Why does the U.S. imprison its mentally ill?  Why does it rely on the modern-day systems of incarceration and policing that were built to protect elite whites from the people they enslaved and murdered—slave catching and continuation of legal slavery through powers of the 13th Amendment? It’s intentional. It’s justified in the movies we see, the jokes we tell. It’s systemic and cultural. We can go back and forth with theories and facts, but the bottom line is it’s wrong. 

Our trauma—our existence—is criminalized. Because there is no true mental health care system, police and prisons are tasked with handling this crisis.

Instead of criminalizing and demonizing mental illness, we desperately need to repair communities. Let’s establish the first culturally competent health care system in America. We need artists, Hollywood, and community organizers to work together to imagine, demand, and build the culture we deserve.

Our current reality is a mental abuse system. Those who receive available services are met with rising costs, over-medication, and diagnoses that callously ignore the role persistent trauma, environmental racism, gender oppression, transphobia, white supremacy, and capitalism play in it. Liberating our bodies and healing our souls from trauma requires care, not cages.

Now, more than ever, we need a mental health care system that is free or affordable, provides culturally competent mental wellness practitioners, art therapy, and unarmed first responders to the communities being hit hardest by this pandemic, and acknowledges community trauma as a public health issue.

Policymakers will not prioritize our mental health if we don’t demand it. To truly liberate our mental health, we have to heal our communities. We must abolish the systems that were built to put our mental well-being under constant attack and build systems founded in liberation, healing, and wellness.

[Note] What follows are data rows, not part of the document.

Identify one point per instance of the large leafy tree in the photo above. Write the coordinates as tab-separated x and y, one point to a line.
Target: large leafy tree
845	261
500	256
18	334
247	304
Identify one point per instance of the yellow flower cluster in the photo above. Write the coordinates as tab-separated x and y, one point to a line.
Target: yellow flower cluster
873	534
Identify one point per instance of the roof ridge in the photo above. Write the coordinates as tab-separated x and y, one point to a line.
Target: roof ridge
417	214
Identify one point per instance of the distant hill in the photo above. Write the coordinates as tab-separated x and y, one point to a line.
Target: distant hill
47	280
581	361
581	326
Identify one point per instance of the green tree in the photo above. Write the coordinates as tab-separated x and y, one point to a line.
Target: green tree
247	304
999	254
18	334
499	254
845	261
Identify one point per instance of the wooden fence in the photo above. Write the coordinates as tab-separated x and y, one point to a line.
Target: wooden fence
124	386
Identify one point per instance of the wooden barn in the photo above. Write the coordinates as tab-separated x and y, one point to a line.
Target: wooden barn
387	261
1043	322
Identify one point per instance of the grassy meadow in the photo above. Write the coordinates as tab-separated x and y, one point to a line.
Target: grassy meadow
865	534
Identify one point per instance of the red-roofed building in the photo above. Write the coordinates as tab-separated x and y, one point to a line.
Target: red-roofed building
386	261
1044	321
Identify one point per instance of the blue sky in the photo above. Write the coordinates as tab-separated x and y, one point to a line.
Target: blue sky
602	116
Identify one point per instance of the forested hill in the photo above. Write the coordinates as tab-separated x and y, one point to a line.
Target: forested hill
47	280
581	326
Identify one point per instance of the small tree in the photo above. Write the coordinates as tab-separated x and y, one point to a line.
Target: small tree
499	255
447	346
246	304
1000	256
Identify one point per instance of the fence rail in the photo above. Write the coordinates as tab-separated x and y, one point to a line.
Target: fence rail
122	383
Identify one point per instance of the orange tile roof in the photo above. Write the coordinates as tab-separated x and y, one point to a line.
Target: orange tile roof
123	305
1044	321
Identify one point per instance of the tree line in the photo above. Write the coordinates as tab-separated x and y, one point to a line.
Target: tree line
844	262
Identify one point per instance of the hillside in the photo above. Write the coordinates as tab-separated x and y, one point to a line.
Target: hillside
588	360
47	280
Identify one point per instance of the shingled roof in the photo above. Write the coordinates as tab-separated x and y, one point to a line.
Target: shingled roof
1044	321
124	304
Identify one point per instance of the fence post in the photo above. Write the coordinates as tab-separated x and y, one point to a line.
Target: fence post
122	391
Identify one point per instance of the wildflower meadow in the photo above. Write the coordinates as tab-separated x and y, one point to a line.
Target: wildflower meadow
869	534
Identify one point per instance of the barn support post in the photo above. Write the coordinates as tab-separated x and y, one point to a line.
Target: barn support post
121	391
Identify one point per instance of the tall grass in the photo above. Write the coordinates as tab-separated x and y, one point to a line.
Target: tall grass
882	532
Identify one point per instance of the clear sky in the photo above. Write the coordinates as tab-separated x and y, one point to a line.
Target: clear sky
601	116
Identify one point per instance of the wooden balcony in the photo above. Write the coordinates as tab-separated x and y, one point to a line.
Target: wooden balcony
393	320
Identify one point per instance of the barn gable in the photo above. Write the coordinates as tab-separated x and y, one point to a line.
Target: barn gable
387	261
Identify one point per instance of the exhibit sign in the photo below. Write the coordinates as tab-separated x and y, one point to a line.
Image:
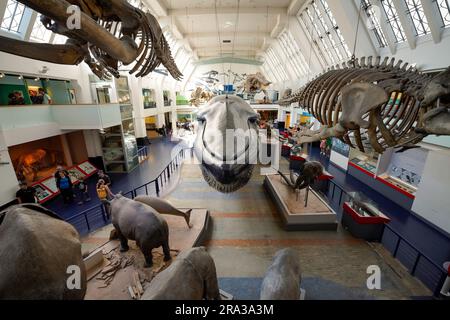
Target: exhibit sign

Systems like our current health care, prison, and police systems, built on capitalism (aka profit) over people and white supremacy, were designed to protect the most able and abusive.  They’re all active opposition to the liberation of our mental health. And, as the successful organizers of JusticeLA say, “No one gets well in a cell.” We need repair. Reparations.  

It can be done. We see hope in examples like the reparations ordinance won five years ago for survivors of police torture in Chicago. It’s not nearly enough. It is just the beginning. The work that the Chicago Torture Justice Center is doing is unprecedented. It is proof that when we fight, we win. We need to demand and expand.  

Mental Health Awareness Month has come to an end, but the attacks on our mental health do not, and neither does our work. We need a Green New Deal of Mental Health. So we at BLD PWR are launching our #LiberateMentalHealth campaign to highlight and collect stories, solutions, and content to fight for the mental health services and liberatory culture and art our communities need.

Let’s demand and fight for the resources continually extracted from our communities. They are ours.  Let’s abolish the systems that target our most vulnerable communities. Let’s build, fund, and expand healing practices that are culturally necessary for our communities. Let’s unearth our buried stories and use our voices, our bodies, our art, and our creativity to radically shift this violently oppressive culture towards care and love of the most vulnerable.

Let’s #LiberateMentalHealth.

Peace and liberation,
Kendrick Sampson

Kendrick Sampson is an actor, activist, and advocate for justice as a co-founder of BLD PWR, a non-partisan, grassroots liberation initiative. He is best known for his roles on The Vampire DiariesThe Flash, and as Nathan on HBO’s Insecure.